この特徴的な設えは、ドイツのS&B社のライセンス「エクセロ・フロー」を採用して、木造の5寸勾配の屋根(一部緩勾配屋根)を緑化しています。このシステムは、マットと植物の生体や種子を植え付け、平坦な畑で植物をマットに根付かせてから屋根に載せています。前栽培で植物の根はマットにしっかリと絡み、斜面のきつい木造の勾配屋根にも敷設することが可能となっています。

 

〇屋根の上の植物

このシステムの要は植物にあり、マットに絡んだ3cm程度の厚みの表土だけで、潅水せずとも成長し続けることが植物に課された生育の条件です。
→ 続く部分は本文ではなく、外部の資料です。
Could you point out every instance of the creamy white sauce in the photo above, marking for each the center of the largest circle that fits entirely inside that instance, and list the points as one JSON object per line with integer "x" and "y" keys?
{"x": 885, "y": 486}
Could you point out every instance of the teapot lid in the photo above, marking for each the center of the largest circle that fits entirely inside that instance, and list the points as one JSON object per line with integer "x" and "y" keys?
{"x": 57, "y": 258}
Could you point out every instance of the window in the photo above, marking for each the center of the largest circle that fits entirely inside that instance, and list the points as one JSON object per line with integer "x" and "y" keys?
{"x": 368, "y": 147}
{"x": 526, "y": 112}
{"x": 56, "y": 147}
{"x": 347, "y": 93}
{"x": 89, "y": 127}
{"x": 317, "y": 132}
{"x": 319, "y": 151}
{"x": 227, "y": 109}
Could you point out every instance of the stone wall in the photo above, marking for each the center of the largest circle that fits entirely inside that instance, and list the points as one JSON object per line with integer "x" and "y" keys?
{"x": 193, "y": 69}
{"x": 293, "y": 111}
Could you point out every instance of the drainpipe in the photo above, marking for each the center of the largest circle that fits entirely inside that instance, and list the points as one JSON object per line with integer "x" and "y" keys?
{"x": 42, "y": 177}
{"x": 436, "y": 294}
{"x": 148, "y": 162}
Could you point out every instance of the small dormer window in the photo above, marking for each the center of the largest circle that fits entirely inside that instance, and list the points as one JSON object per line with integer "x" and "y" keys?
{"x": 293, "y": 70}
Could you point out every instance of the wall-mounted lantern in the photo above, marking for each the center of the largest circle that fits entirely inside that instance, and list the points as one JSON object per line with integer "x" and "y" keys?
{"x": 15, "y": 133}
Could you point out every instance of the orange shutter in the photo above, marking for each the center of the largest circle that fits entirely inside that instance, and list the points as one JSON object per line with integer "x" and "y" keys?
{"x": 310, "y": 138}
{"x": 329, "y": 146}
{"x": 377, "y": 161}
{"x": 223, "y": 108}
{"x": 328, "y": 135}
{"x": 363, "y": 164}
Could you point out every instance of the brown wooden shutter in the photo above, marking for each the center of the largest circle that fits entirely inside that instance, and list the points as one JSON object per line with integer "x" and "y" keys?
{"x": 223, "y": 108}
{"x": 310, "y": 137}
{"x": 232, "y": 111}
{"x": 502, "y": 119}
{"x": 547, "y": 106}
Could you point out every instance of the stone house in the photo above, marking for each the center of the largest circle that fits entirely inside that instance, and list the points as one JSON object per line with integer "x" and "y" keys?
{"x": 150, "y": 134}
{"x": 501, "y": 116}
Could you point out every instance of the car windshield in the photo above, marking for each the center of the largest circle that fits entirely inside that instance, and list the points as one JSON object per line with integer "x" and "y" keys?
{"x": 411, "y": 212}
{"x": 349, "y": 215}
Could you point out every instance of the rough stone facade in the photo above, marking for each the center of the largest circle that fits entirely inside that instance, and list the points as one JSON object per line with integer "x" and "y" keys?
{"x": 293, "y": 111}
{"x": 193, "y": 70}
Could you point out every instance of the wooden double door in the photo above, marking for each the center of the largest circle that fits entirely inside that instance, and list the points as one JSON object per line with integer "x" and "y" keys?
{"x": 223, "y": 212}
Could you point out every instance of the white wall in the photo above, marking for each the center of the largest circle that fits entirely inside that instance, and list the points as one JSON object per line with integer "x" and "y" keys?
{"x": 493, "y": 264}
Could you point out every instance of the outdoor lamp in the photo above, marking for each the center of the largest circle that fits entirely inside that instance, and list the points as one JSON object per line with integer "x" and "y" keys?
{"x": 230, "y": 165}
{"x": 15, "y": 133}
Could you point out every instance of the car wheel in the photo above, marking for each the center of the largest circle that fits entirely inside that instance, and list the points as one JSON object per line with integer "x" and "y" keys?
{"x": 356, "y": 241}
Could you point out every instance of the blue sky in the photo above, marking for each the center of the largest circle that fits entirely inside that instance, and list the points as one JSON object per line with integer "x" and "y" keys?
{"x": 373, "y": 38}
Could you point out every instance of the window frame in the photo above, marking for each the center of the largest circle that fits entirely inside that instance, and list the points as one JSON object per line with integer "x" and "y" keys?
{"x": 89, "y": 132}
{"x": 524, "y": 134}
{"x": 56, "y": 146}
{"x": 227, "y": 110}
この過酷な条件でも20年を経たきなりの屋根に自生している植物はいくつかありますが、当初から主に植え付けているのは「セダム」です。セダムは、べんけい草科の多肉植物で、日本名ではドイツ万年草です。グランドカバーにも使用される植物で、春には花も咲きます。この多年生草のセダムが個体数を増減させながらも立派に屋根を緑で覆っています。

 

実際お客様の家で「屋根緑化」を施工することは多くありませんが、長年住宅を建築する中で数例は施工させて頂きました。アフターでお邪魔したり、通りかかったりした際、屋根の上で元気に自生している植物の姿をみるといつもの屋根とは違った趣を感じさせてくれます。

今年も、もうすぐやってくる暖かい季節には素敵な花を咲かせてくれることと楽しみにしています。